Indigenous leaders at the forum, such as Wilton Littlechild, a Cree chief and lawyer defending treaty rights, argued that legal recognition for their territories is a foundational prerequisite to protect biodiversity and Indigenous health.
“Indigenous people have these treaties [and there is the United Nations Declaration on the Rights of Indigenous Peoples] which are tools to protect their health,” said Littlechild.
This call was echoed by the WHO in its draft Global Plan of Action, or GPA, on the health of Indigenous people, which called for supporting “Indigenous-led ecosystem stewardship and nature-based approaches that safeguard health.” On Feb. 5, the WHO’s Executive Board decided to delay consideration of the GPA draft to 2027 to allow more time for consultation.
According to advocates, Indigenous health is completely inseparable from land tenure, biodiversity, food sovereignty and self-determination, and this must be recognized by bodies such as the UN and the WHO.

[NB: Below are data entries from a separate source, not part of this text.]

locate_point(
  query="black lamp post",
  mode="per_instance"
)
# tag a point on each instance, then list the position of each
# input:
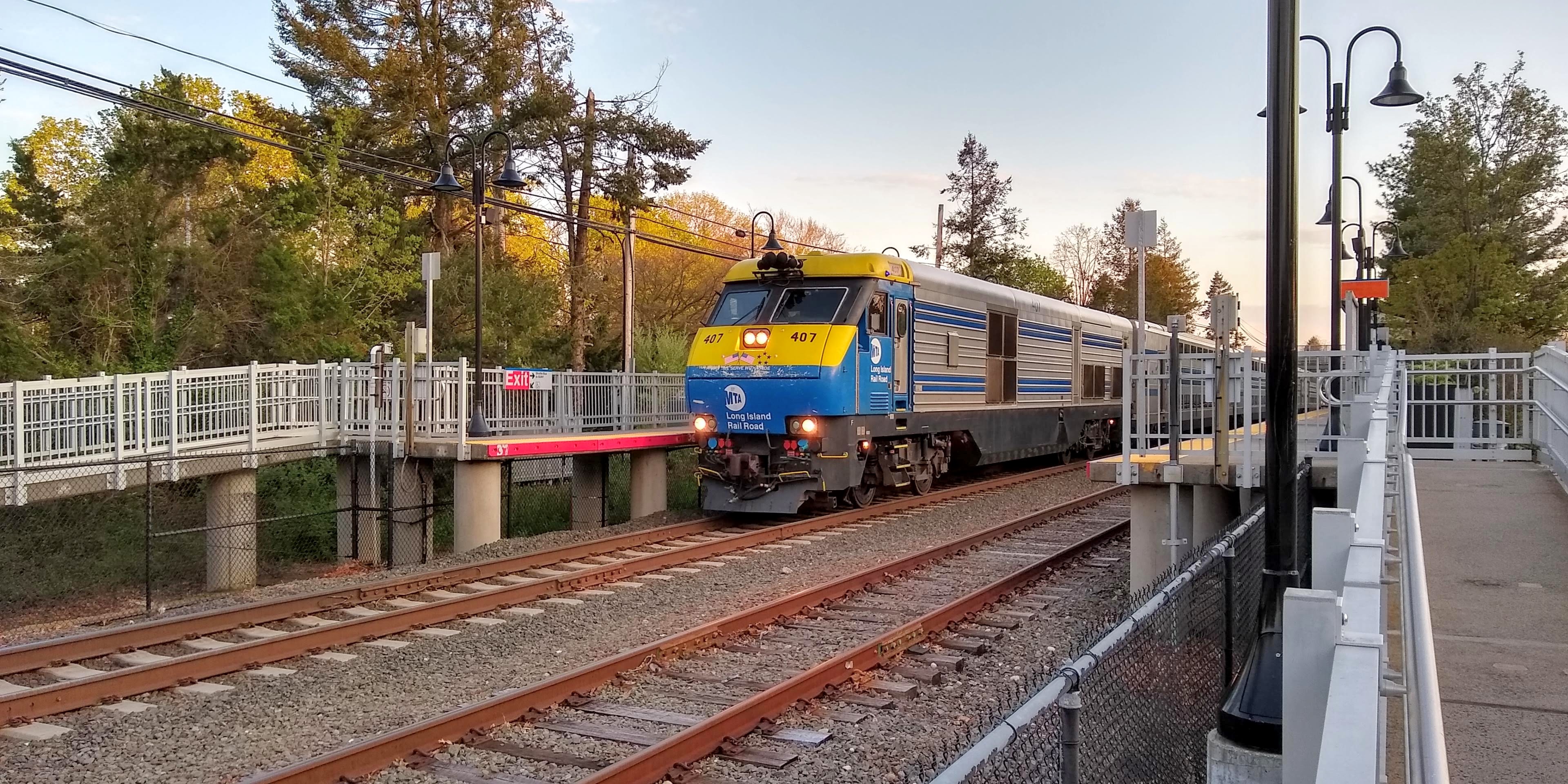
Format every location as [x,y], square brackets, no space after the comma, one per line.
[446,183]
[1252,711]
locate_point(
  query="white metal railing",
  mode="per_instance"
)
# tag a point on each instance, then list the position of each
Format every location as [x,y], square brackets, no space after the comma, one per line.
[1336,670]
[556,402]
[1550,391]
[96,425]
[1227,427]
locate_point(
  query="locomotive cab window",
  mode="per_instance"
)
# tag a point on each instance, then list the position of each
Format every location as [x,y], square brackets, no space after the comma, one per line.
[808,306]
[877,314]
[739,308]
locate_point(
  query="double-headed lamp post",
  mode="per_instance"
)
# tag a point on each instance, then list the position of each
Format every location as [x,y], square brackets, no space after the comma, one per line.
[1396,93]
[446,183]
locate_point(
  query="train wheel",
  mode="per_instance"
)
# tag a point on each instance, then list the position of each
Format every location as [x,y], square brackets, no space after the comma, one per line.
[860,496]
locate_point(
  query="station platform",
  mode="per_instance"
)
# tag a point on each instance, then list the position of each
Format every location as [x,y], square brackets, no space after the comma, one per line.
[554,444]
[1497,552]
[1198,465]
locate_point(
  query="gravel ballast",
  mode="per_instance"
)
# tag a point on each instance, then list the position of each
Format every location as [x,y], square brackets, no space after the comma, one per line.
[269,722]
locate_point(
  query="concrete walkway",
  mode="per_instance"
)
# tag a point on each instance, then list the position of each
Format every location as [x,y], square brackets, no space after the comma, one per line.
[1497,541]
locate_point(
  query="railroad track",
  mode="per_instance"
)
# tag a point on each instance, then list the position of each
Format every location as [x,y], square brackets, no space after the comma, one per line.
[918,617]
[112,666]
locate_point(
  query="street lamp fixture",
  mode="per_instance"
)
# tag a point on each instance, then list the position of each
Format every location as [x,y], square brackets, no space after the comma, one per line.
[1398,91]
[1396,248]
[446,183]
[1252,713]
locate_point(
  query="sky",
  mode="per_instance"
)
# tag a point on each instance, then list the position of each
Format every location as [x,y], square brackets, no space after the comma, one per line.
[852,112]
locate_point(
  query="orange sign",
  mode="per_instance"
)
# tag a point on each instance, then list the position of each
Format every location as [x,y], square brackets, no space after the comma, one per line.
[1376,289]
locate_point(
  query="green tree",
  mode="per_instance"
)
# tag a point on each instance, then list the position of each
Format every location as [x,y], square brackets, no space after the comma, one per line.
[984,229]
[1217,287]
[1470,297]
[1481,179]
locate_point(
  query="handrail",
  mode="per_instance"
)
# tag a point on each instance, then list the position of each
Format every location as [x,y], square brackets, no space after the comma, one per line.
[1071,675]
[1429,761]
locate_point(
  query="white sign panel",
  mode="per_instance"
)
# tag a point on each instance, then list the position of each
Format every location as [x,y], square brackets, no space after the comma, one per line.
[1142,228]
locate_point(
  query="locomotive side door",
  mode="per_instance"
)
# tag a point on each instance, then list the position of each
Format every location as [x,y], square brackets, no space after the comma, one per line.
[901,355]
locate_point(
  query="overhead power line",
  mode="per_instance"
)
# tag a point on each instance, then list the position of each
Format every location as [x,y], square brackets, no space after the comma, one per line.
[62,82]
[118,32]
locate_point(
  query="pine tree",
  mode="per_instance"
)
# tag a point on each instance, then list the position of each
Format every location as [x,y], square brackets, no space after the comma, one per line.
[982,231]
[1172,286]
[1219,286]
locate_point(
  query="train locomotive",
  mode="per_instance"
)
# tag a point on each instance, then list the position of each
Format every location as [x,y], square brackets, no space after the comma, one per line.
[829,379]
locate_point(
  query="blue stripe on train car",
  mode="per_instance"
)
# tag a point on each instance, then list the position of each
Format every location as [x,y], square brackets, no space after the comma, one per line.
[949,322]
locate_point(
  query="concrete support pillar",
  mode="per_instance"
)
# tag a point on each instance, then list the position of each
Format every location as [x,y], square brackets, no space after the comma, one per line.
[1213,509]
[650,482]
[590,483]
[231,530]
[413,494]
[360,519]
[476,504]
[1236,764]
[1152,556]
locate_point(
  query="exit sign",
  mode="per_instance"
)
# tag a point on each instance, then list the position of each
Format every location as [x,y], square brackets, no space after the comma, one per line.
[1365,289]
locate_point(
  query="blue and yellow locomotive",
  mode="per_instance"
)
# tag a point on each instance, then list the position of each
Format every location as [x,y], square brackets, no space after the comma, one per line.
[830,377]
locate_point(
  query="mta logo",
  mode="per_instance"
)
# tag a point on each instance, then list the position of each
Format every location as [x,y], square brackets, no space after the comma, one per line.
[735,397]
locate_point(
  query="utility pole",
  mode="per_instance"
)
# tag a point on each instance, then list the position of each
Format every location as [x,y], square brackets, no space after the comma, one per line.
[940,207]
[1254,708]
[628,281]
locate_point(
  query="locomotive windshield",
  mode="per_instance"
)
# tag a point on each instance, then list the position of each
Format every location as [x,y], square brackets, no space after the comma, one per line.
[739,308]
[808,306]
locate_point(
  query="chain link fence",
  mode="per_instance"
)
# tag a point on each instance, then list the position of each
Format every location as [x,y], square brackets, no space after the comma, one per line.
[537,493]
[1153,686]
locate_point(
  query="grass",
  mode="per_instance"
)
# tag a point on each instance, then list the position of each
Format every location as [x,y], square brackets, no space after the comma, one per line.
[95,548]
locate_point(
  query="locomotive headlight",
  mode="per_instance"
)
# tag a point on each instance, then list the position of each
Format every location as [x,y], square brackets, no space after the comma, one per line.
[802,427]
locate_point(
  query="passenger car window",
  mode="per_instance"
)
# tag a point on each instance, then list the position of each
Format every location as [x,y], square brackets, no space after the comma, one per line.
[877,314]
[808,306]
[739,308]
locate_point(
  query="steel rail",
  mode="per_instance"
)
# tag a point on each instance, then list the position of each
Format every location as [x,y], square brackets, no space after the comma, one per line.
[372,755]
[118,684]
[88,645]
[706,737]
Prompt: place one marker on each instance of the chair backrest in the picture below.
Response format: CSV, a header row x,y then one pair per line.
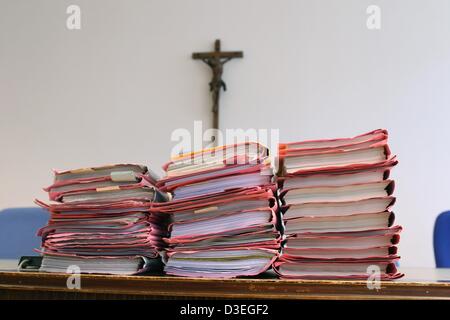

Leaders warn that global climate and biodiversity goals cannot be met without Indigenous peoples. In a session about tying national obligations under the United Nations Declaration on the Rights of Indigenous Peoples, or UNDRIP, to health, Ruth Mercredi, an elder and a traditional healer in Yellowknife, Canada, said governments need to start prioritizing Indigenous health.
“Today, we are getting sick of the water, of the food, of the air,” said Mercredi. “Whatever we are putting in our bodies. We have to now be mindful of that when we didn’t have to before.”